What's In A Knot?

Lest thou forget. Deuteronomy 4:9.

I wonder how many of you tie knots on your handkerchiefs to remind yourselves of something you particularly want to remember? Years ago, people did this often. It is quite a good plan so long as you don't forget what the knot represents! Did it ever strike you why people did this? What made them think of adopting that special way of reminding themselves, and when did they begin to do it?

The idea is more than five thousand years old, and it came to us from China. About three thousand years before the birth of Christ, the Emperor Tschang Ki of China invented the art of writing. Before that date all the great events in the kingdom were commemorated by knots on cords, and the ancient history of China is preserved for us in this way. Of course when writing was introduced the Chinese gave up that way of recording memorable happenings, but the custom has come down to us in the knots we make on handkerchiefs to represent the things we wish to remember.

Now I think some of us would require a great many more knots on our handkerchiefs than we put there.

In fact we would need so many knots that we should have to keep a handkerchief sachet on our persons with a knot in each corner of every handkerchief.

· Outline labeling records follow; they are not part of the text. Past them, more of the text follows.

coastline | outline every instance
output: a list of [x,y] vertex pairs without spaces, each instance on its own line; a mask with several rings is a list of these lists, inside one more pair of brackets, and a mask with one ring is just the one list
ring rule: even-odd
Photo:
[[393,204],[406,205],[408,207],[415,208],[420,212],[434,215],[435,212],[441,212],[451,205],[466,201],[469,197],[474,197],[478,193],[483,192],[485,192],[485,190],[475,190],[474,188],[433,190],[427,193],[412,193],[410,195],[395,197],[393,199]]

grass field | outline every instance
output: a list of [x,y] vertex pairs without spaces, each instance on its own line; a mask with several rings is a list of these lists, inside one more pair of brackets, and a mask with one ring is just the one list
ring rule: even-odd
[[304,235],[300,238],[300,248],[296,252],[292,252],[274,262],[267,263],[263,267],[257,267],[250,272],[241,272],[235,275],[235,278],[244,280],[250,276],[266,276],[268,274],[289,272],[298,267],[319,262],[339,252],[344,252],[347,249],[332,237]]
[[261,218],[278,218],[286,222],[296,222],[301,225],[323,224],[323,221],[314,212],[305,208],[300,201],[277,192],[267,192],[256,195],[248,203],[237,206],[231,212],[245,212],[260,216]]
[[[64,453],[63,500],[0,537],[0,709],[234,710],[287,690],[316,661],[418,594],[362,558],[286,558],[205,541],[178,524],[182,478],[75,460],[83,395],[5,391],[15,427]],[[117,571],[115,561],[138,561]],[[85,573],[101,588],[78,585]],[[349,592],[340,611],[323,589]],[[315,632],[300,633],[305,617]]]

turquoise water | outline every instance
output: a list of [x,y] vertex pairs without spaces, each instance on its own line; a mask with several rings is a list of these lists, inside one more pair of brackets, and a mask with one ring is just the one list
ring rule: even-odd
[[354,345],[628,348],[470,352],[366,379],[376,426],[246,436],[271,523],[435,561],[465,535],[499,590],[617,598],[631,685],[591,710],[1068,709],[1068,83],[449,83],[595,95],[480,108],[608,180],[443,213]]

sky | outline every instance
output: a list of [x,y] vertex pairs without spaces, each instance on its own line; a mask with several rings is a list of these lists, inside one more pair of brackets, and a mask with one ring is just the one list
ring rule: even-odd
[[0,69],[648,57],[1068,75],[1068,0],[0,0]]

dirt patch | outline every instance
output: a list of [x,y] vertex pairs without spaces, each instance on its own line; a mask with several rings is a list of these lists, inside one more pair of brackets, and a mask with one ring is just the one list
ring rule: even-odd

Why should we need that? Just because we forget so many things we ought to remember.

1. Some of us have an unusual habit of leaving our belongings lying about for somebody else to pick up and put away. The result is that when we want them again, they very often can't be found, and the whole house is turned upside down and the whole household, including ourselves, made uncomfortable. Of course it doesn't matter for ourselves, because we deserve to suffer a little inconvenience, but it is rather hard on the other people.

There is a remarkable fact which perhaps you have noticed we don't forget the things we want to remember. If your father told you he was going to take you to Peter Pan or a cricket match tomorrow, or if a friend sent you an invitation to a particularly happy party next week, would you forget? I fancy you would be thinking and talking about it most of the time till then. And why should you forget those other matters?

2. But there are many things we forget besides the things we leave lying about, and among them are the kindnesses we receive from others.

There was a boy once whose father died when he was a baby, and whose mother worked very hard to feed him and clothe him and send him to a good school so that he might have a chance in life. He was a good boy, and he worked hard and became a successful young man. But his mother had ruined her health by hard work and starvation and she grew very ill. When she lay dying her son came to see her and he was so sorry to see her in such pain and weakness that he put his arms round her and said, “Oh, mother, what a good mother you have been to me!” And his mother looked into his face and said, “Do you know, my boy, it is the first time you have ever told me that?”

We are much too ready to take for granted all that our fathers and mothers do for us, and I think it would do us good sometimes just to sit down and count one by one the things they do even in one day.

3. And then all of us are far too ready to forget the kindnesses we receive from God. If we tried to count them, we should have to go on till the very end of our lives and after. King David once tried to make a list of them in one of his Psalms, and here it is: (1) “Who forgiveth all thine iniquities”; (2) “Who healeth all thy diseases”; (3) “Who redeemeth thy life from destruction”; (4) “Who crowneth thee with loving kindness and tender mercies”; (5) “Who satisfieth thy mouth with good things.” And if you look well at these headings I think you will see that each of them contains a great many things. We are all very ready to grumble if things go wrong, but we forget the benefits we receive daily.

There was once a good king in Spain called Alfonso XII. Now it came to the ears of this king that the workers at his court forgot to ask God's blessing on their daily meals, and he determined to rebuke them. He invited them to a banquet which they all attended. The table was spread with every kind of good thing, and the boys ate with evident relish; but not one of them remembered to ask God's blessing on the food.

During the feast a beggar entered, dirty and ill-clad. He seated himself at the royal table and ate and drank to his heart's content. At first the workers were amazed, and they expected that the king would order him away. But Alfonso said never a word.

When the beggar had finished he rose and left without a word of thanks. Then the boys could keep silence no longer. “What a despicably mean fellow!” they cried. But the king silenced them, and in clear, calm tones he said, “Boys, bolder than this beggar have you all been. Every day you sit down to a table supplied by the grace of your Heavenly Father, yet you ask not His blessing nor express to Him your gratitude.”

I'm afraid we are all rather like these workers. Not only for food, but for raiment, and home, and life, and friends, and joy, and all His other benefits we often forget to thank our Heavenly Father.

4. And some people go even further. They forget God altogether. They are so busy with other matters that they hardly ever give Him a thought. And that is the most foolish thing of all, because we can never be really happy away from Him. God has given us everything we possess. Best of all He has given us His own Son. And the very least we can do is to remember Him always, and give ourselves back to Him to love and serve Him.